PHOTO: Unsplash.com
Kristina Mercedes Urquhart
October 24, 2017

The ill health effects from eating cane sugar are well known. Whether you’re diabetic, intolerant to certain sweeteners, sensitive to processed foods or prefer to cut the calories, many health-conscious individuals—beekeepers or not—are turning to honey as a healthier sweetener alternative. Honey provides numerous health benefits. It has trace nutrients and minerals, it can help ease the suffering of those with allergies, and it’s a natural substance produced by bees. Plus, it’s just delicious!

If you’ve been serious about using honey instead of sugar, you might have put it in baked goods such as cakes and muffins, used it as the glaze on meats, or use it to add complexity to other meals. Until recently, it was a staple in two of my family’s favorite southern side-dishes: slow-cooked collards and okra-and-tomato stew. But not anymore. So, why are we leaving it out?

Of course we know that honey should never be pasteurized or heated before we purchase it. As consumers, we’re shopping for raw, untreated, unheated and unadulterated honey products. This means we shop locally and avoid the “Honey Bears” at the grocery store whose contents we know are often cut with sweeteners (such as high-fructose corn syrup) and are processed overseas. But what about when we bring it home?

In the Ayurvedic food medicine tradition, it is understood that heating honey above 104 degrees Fahrenheit causes a molecular change that alters the way we digest it. In simple terms, the honey becomes like a glue and is not only hard to digest but also hinders proper digestion of other foods. Western research has concluded that heating honey destroys its beneficial properties: It kills the natural enzymes, nutrients and probiotics present in raw honey. In general, honey is a low glycemic index food, but there is limited evidence suggesting that heating and cooking with it raises this level.

But all hope is not lost! If you’re a regular drinker of tea or coffee with honey, there is good news: Warming the honey by placing it in tea or coffee does not have the same effect as cooking with it (as long as the water isn’t boiling). In other words, you can till reap the benefits of raw honey in your morning tea or coffee.
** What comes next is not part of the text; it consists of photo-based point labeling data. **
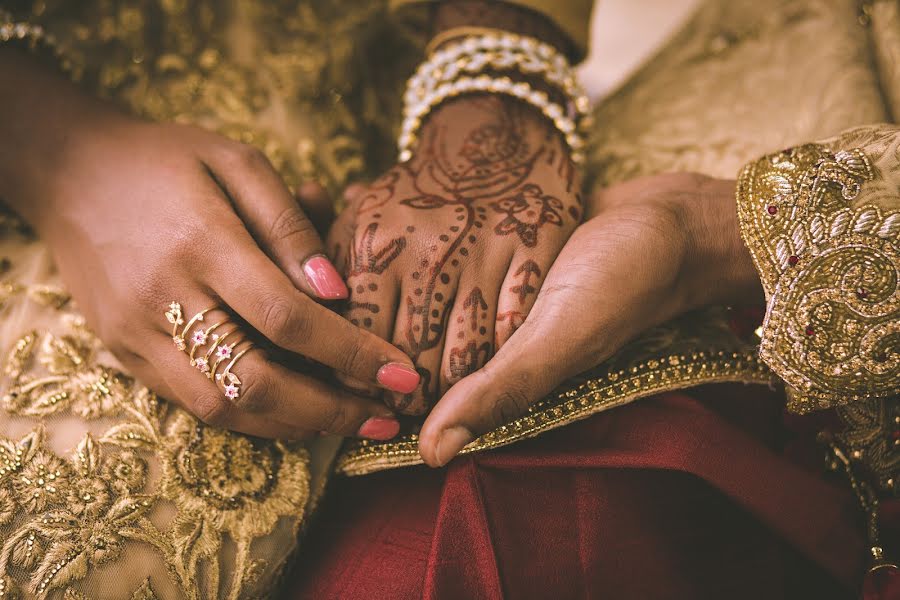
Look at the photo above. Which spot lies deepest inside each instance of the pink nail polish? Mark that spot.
(325, 279)
(379, 428)
(398, 378)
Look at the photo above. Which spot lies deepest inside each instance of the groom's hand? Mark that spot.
(651, 249)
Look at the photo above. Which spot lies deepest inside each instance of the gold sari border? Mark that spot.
(575, 401)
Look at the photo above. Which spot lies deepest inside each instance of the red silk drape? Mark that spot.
(702, 494)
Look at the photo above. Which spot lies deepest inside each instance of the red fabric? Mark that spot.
(674, 497)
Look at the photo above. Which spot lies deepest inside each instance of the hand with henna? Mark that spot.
(649, 250)
(444, 255)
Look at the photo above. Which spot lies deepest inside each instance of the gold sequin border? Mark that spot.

Here are some other ways to use honey in the kitchen that don’t require high heat:

  • Add it to salad dressing, hummus or dipping sauces.
  • Drizzle it on toast, bread, baked goods, muffins or cakes after they come out of the oven.
  • Sweeten drinks, such as teas, lemonades, “sodas” or other beverages while warm enough to melt the honey but not piping hot.
  • Add to fruit and nut salads to enhance the sweetness.
  • Mix into oatmeal, grits or other warm foods.
  • Drizzle over meats, such as barbecued chicken, ham and other meals that are enhanced with sweetness (again, after they are fully cooked).

Honey is wonderfully versatile, even if it doesn’t hold up to high heat. And though it’s less flexible than we might have originally thought, rest (and digest) well knowing that in its natural and raw state, honey is working hard for your health and benefiting you in many ways.